Faire des cours d’informatique, faire des cours d’information, faire des cours de communication…. Belles intentions et nécessités probables, mais largement insuffisantes si elles ne sont pas précédées d’une longue analyse des pratiques spontanées (futiles) mais surtout très avancées, mais pas dans le sens scolaire… Or l’une des constantes des discours sur le domaine va à l’envers : commencer par faire cours et ensuite appliquer ! Mais d’abord cela n’est pas le modèle d’apprentissage développé par nos élèves, et ensuite c’est de « processus de structuration » dont ont réellement besoin les jeunes comme les adultes. Le sens des cours d’informatique ou de communication etc… n’apparait pour les jeunes que s’il permet de comprendre des pratiques réelles non scolaires d’abord et s’il leur permet d’aller plus loin en les amenant à des pratiques « structurantes » et « analysées »; mais pas seulement dans ces cours mais surtout dans toutes les occasions d’usage.
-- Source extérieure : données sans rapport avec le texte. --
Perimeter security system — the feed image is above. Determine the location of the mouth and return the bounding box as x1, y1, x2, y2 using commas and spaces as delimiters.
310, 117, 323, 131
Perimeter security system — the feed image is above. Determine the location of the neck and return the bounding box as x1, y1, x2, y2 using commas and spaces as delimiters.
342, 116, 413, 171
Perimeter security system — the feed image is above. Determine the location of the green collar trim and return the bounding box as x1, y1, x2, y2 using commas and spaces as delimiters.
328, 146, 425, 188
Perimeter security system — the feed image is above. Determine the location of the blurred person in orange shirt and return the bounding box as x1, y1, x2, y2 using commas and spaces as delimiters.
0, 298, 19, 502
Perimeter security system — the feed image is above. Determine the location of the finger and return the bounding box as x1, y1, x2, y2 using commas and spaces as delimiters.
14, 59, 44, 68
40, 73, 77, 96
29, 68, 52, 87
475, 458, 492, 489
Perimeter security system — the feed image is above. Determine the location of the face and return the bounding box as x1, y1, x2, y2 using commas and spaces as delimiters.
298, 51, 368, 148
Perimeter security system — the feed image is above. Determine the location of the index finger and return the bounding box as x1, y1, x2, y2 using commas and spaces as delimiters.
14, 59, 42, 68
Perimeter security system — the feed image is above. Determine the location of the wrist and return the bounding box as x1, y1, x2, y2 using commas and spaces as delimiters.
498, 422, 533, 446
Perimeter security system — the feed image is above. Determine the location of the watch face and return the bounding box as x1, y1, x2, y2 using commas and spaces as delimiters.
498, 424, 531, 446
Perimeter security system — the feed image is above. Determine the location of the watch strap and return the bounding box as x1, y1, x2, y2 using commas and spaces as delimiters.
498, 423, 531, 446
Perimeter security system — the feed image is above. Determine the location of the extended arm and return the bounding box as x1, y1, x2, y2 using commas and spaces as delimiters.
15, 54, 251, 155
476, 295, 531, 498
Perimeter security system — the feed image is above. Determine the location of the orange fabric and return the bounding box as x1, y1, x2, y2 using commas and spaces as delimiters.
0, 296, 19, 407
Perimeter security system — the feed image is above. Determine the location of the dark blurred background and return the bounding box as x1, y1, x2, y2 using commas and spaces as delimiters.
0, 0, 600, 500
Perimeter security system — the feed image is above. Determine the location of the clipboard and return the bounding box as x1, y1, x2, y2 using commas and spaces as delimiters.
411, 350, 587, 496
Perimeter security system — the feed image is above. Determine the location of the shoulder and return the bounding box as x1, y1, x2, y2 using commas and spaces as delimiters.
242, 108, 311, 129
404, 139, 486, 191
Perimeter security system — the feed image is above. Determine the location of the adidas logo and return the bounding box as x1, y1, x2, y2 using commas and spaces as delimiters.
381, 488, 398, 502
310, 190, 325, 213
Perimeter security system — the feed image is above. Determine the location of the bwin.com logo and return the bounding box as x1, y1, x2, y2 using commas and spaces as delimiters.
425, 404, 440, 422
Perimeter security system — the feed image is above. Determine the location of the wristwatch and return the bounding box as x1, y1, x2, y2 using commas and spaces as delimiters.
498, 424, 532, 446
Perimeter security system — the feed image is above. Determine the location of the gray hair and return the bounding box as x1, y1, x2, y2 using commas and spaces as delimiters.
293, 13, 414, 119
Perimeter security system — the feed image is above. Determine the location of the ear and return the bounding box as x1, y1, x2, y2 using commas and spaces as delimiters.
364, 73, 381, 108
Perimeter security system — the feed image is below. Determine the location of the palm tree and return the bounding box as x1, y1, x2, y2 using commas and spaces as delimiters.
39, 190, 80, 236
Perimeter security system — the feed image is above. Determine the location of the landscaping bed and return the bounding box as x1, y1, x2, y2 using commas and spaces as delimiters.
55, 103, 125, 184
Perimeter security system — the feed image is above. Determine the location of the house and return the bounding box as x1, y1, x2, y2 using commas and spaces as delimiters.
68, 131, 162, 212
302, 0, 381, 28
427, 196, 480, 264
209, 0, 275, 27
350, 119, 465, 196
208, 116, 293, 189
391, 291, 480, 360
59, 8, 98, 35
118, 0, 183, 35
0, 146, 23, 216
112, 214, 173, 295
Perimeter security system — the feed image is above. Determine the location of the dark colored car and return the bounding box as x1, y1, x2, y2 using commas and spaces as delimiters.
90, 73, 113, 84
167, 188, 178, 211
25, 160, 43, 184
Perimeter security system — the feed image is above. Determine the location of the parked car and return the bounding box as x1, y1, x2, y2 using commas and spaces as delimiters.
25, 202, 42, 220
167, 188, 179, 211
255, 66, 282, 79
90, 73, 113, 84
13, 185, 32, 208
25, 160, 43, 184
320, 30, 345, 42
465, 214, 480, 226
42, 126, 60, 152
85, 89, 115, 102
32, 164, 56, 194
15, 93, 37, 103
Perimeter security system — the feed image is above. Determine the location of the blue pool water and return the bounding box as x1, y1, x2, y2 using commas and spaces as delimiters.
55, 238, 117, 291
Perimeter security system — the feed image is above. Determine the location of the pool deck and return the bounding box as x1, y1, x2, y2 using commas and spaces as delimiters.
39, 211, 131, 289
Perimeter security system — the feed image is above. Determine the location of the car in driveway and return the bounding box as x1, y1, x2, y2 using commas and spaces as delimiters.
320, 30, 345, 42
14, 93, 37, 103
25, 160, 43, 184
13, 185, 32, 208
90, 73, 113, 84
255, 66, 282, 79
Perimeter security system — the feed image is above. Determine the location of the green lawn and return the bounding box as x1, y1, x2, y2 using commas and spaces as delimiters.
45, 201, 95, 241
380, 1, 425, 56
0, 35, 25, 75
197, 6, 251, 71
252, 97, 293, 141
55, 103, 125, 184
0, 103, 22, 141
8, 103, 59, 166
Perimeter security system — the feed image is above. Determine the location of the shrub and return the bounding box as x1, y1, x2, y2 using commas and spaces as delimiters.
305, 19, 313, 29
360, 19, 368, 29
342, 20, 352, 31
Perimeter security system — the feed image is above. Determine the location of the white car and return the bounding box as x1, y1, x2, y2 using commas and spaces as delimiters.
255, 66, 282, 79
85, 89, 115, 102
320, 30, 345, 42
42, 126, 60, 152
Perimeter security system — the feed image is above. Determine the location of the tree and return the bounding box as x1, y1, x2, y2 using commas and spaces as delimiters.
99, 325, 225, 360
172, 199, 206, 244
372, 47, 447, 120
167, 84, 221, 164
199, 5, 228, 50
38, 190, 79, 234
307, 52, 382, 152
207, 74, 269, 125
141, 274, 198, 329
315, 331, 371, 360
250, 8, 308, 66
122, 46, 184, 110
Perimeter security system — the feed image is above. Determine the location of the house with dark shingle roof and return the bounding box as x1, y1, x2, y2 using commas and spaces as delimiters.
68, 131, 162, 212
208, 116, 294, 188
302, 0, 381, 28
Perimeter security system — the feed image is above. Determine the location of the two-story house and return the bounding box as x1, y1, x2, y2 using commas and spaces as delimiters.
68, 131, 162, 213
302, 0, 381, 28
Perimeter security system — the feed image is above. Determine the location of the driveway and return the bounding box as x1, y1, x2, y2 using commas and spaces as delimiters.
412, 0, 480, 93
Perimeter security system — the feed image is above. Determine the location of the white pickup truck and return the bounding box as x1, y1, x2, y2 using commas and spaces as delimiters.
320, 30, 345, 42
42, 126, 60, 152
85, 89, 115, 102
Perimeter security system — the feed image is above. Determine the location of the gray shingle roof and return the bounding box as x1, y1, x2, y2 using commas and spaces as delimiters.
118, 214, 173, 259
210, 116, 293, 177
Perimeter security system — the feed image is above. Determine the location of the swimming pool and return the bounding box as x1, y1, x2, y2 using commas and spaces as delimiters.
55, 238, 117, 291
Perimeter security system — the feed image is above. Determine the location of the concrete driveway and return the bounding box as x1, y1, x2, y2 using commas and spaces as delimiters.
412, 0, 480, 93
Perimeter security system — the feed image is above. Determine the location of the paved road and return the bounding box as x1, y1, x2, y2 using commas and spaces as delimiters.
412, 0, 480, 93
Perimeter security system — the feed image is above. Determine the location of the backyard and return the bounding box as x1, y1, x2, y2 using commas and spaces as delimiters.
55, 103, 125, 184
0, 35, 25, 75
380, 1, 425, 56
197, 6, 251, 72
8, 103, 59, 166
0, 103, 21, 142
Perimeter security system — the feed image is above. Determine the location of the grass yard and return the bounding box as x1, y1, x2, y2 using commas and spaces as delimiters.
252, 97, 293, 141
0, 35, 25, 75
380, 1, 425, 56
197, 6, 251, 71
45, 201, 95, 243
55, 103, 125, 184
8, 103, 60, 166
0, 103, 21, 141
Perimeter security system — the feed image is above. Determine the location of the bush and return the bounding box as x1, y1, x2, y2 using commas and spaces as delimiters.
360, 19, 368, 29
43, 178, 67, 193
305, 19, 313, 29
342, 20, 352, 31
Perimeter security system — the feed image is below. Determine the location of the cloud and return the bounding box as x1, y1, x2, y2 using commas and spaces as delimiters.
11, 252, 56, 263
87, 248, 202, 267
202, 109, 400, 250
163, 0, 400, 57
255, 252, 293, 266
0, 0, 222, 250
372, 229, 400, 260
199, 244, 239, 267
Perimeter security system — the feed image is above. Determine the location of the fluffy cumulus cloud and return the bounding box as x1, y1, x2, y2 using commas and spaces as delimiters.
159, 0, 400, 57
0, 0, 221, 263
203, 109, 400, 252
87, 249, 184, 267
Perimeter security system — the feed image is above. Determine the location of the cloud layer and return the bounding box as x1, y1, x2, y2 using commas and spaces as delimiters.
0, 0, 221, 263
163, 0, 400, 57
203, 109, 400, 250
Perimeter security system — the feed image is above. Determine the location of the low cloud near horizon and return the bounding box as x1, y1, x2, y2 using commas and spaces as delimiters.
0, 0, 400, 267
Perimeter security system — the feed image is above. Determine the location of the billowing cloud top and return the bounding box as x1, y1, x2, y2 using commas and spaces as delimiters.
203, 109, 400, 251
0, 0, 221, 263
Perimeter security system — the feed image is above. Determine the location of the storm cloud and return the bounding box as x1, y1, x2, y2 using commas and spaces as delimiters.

Et c’est bien là que très souvent le frein est mis. Mais comme pour la méthodologie, impossible de développer des compétences sans contexte; comme pour l’apprentissage, un savoir ne se transforme en connaissance que s’il est utilisé, et pas dans des exercices systématiques, mais dans des situations complexes. C’est pourquoi ces savoirs, informatiques, informationnels et communicationnels ne peuvent être d’abord étudiés pour eux-mêmes.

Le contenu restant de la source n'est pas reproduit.